Но, видать, судьба прижала его по-настоящему. Паренек проглотил и это оскорбление. Только сглотнул судорожно и опустил голову.
— Во всем ты прав, господин. Не знаю, почему ты так терпелив со мной… Думаю, я вполне заслужил подобной участи.
— А, так ты проиграл отцовское наследство в кости или на скачках? Туда тебе и дорога. — Салих сам не знал, почему так злился на этого недотепу. Может быть, потому, что тот вызывал у него жалость. А Салих не доверял этому чувству.
— Все куда хуже, чем ты подумал, господин… — сказал парень и остановился. Явно ожидал, что сейчас Салих начнет любопытствовать: почему да как. Завяжется разговор, слово зацепится за слово, а там, глядишь, и впрямь избавитель и благодетель предложит ему хорошую работу…

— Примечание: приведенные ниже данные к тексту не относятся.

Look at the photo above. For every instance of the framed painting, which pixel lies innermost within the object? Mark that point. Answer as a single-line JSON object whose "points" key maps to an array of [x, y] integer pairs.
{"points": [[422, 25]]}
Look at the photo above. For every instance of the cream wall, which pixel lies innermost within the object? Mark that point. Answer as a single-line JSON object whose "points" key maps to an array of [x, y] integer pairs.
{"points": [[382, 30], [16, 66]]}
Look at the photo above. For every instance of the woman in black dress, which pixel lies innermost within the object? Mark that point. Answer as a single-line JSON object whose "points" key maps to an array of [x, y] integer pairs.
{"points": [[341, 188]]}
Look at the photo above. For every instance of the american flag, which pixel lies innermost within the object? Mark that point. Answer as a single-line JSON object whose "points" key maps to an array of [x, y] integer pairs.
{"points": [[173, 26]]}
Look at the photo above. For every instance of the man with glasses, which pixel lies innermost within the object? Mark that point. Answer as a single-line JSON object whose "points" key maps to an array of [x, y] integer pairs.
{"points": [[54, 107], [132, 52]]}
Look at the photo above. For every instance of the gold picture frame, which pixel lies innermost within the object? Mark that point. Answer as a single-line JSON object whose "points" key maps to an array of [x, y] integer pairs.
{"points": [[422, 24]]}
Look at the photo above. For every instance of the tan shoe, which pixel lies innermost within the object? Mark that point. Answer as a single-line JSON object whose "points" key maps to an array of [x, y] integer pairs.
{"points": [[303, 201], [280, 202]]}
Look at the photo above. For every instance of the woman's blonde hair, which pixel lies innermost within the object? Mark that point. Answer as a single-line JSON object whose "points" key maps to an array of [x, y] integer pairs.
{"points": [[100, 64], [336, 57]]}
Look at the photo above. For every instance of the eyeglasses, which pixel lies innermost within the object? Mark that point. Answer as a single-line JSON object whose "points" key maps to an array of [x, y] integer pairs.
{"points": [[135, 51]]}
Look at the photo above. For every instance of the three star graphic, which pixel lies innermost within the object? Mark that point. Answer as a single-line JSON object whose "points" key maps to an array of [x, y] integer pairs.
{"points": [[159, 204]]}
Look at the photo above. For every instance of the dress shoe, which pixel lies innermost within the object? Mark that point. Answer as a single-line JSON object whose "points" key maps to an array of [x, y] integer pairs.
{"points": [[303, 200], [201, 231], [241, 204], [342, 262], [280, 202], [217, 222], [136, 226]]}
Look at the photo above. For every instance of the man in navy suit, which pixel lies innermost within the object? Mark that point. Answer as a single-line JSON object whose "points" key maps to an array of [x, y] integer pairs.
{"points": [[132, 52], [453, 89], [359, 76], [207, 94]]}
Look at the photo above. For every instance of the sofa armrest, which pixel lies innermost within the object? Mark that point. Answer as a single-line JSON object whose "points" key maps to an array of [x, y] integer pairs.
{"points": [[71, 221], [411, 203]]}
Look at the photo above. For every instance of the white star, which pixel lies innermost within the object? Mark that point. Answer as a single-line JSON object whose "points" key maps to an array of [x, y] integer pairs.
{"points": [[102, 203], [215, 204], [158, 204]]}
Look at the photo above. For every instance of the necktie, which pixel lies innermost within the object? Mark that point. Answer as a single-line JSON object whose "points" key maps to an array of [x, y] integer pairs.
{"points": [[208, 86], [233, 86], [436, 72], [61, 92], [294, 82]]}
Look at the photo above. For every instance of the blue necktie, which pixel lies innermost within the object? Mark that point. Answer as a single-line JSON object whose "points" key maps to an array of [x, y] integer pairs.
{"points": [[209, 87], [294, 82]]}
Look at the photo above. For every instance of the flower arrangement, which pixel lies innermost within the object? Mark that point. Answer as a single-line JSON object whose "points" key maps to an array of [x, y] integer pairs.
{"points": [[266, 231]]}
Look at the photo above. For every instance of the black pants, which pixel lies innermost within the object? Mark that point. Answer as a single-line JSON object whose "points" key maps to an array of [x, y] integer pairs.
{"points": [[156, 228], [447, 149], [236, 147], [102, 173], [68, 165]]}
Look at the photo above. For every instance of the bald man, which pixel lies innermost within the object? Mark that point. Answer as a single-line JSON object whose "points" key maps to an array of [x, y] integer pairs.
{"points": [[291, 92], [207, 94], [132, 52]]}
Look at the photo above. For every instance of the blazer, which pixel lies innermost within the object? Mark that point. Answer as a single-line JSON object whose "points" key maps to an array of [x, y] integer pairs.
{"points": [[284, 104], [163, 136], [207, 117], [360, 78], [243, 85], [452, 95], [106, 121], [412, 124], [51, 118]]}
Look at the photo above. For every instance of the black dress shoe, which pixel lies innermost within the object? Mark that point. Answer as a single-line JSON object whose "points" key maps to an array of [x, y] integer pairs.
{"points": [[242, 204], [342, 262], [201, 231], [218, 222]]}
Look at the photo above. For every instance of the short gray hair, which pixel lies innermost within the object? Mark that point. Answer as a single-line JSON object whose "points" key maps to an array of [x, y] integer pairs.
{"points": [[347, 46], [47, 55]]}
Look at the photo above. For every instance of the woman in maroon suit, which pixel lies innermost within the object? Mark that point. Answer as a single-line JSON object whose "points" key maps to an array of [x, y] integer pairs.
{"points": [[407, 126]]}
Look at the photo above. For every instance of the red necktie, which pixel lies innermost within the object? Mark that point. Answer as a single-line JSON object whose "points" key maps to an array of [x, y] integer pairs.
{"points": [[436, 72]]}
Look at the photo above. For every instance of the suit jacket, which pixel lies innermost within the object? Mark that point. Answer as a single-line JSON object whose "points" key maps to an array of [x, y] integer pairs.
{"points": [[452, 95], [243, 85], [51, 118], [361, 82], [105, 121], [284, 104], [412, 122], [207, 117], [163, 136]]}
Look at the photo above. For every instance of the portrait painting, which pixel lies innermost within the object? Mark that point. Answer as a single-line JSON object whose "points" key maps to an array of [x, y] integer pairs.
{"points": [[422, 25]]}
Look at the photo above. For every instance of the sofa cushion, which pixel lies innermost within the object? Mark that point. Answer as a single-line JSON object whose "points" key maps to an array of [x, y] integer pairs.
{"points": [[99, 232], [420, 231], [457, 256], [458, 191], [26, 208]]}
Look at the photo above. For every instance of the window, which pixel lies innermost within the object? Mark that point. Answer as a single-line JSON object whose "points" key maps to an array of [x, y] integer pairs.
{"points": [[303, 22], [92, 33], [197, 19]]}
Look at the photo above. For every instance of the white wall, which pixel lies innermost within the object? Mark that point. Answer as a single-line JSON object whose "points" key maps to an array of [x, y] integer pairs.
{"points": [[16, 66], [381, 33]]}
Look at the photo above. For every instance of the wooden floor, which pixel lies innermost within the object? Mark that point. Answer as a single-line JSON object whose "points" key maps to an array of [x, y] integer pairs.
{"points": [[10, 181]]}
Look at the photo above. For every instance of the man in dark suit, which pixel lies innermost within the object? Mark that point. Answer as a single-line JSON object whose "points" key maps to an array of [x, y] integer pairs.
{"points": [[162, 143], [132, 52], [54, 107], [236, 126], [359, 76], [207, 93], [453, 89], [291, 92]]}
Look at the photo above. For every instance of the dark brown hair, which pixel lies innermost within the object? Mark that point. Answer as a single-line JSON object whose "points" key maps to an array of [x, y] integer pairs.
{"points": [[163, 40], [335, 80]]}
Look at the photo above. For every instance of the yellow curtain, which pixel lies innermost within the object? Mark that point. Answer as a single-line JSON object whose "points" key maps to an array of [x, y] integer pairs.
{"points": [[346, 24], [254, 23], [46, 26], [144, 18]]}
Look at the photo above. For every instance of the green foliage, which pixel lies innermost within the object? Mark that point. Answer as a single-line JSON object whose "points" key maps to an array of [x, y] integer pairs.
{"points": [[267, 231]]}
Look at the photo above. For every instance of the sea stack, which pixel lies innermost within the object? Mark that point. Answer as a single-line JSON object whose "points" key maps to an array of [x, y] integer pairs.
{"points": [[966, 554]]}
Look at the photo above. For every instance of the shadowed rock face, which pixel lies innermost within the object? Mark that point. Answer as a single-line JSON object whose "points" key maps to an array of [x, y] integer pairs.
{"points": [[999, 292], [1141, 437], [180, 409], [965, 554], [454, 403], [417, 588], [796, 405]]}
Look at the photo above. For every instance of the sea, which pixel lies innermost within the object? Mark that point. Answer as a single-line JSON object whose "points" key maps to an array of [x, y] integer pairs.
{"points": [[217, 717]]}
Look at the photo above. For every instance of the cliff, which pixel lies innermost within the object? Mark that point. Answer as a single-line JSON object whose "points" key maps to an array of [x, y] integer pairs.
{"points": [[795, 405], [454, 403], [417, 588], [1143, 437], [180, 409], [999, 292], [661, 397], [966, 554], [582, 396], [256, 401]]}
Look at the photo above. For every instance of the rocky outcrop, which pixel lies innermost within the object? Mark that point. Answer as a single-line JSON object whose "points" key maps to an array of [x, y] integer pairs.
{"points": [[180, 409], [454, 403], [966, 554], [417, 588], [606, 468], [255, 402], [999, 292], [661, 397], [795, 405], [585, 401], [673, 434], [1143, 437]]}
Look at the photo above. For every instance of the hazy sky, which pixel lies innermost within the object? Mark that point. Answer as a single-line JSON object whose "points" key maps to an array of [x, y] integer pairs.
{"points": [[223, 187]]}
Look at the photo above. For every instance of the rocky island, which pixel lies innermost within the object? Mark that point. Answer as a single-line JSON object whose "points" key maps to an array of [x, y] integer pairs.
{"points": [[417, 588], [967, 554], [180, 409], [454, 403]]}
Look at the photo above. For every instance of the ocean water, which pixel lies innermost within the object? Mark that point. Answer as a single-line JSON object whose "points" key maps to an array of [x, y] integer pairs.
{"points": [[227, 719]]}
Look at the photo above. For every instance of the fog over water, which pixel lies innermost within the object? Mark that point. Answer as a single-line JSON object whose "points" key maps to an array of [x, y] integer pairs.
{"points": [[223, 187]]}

Не дождешься, юнец. Не на такого нарвался.
— Ладно, мне недосуг, — резко оборвал Салих. — Прощай.
И двинулся по улице.
Паренек, помедлив, побежал следом.
— Господин!
Салих снова остановился.
— Что тебе еще?
— Дай мне… немного денег.
— Я могу надавать тебе по шее, — предложил Салих вполне дружеским тоном. — Могу подать парочку советов. Вот один из них: держись от меня подальше.
Ясно тебе?
Но даже и теперь назойливый базарный знакомец не отставал.
— Прошу тебя… Моя мать — она голодна…
— Какое мне дело до твоей матери, щенок! — разозлился наконец Салих.
И тут случилось нечто из ряда вон выходящее. Парень упал на колени, закрыл лицо руками и заплакал.
Салих поставил корзину на землю. Трясущимися пальцами вытащил из кошелька монету. Стиснул ее в ладони, едва сдерживаясь, чтобы не запустить плачущему пареньку в лоб. Наконец пересилил себя и сказал:
— Перестань. Утри нос и глаза. Донесешь мне корзину — получишь пару медяков.
Парень проворно вскочил. Все еще шмыгая носом, схватил корзину. Быстрым шагом двинулся вперед. Салих едва поспевал за ним.
— Не беги, не беги, — заворчал он в спину своему носильщику. Совсем как настоящий хозяин, вечно недовольный работниками. — Куда торопишься? Не с краденым идешь.
— Прости. — Паренек сбавил шаг. — Я так обрадовался! Забыл, что не всем семнадцать лет…
Вот так, получи, «господин Салих»! И то правда — не всем семнадцать лет. Кое-кому и поболе… Этот сопляк тебя за старика держит, «господин»…
— Как тебя звать, резвый скакунок? — спросил Салих. И тотчас добавил, по возможности презрительно (разозлился на намек насчет возраста): — Это так, на всякий случай. Чтобы знать, кого разыскивать, если ты сбежишь с моей корзиной или сопрешь из нее что-нибудь ненароком.
Неплохой ответный удар. Паренек даже вздрогнул.
— Я не вор, господин, — повторил он в который раз. Коснулся ладонью груди: — Клянусь тебе, я не вор…
— Я спрашивал не о том, вор ли ты, — фыркнул Салих. — Я хотел услышать твое имя.
Юноша обернулся и приостановился — не называть же свое имя вот так, на ходу. Впрочем, ради заработка он был готов на любое унижение.
— Моя мать дала мне имя Мэзарро… — начал он и тотчас запнулся: — Что с тобой, господин?
Было, от чего удивиться. Салих, только что такой уверенный в себе, насмешливый и высокомерный, внезапно побелел, как стена. Даже губы посинели. На бледном лице вспыхнули глаза — сейчас они казались огромными и почти черными.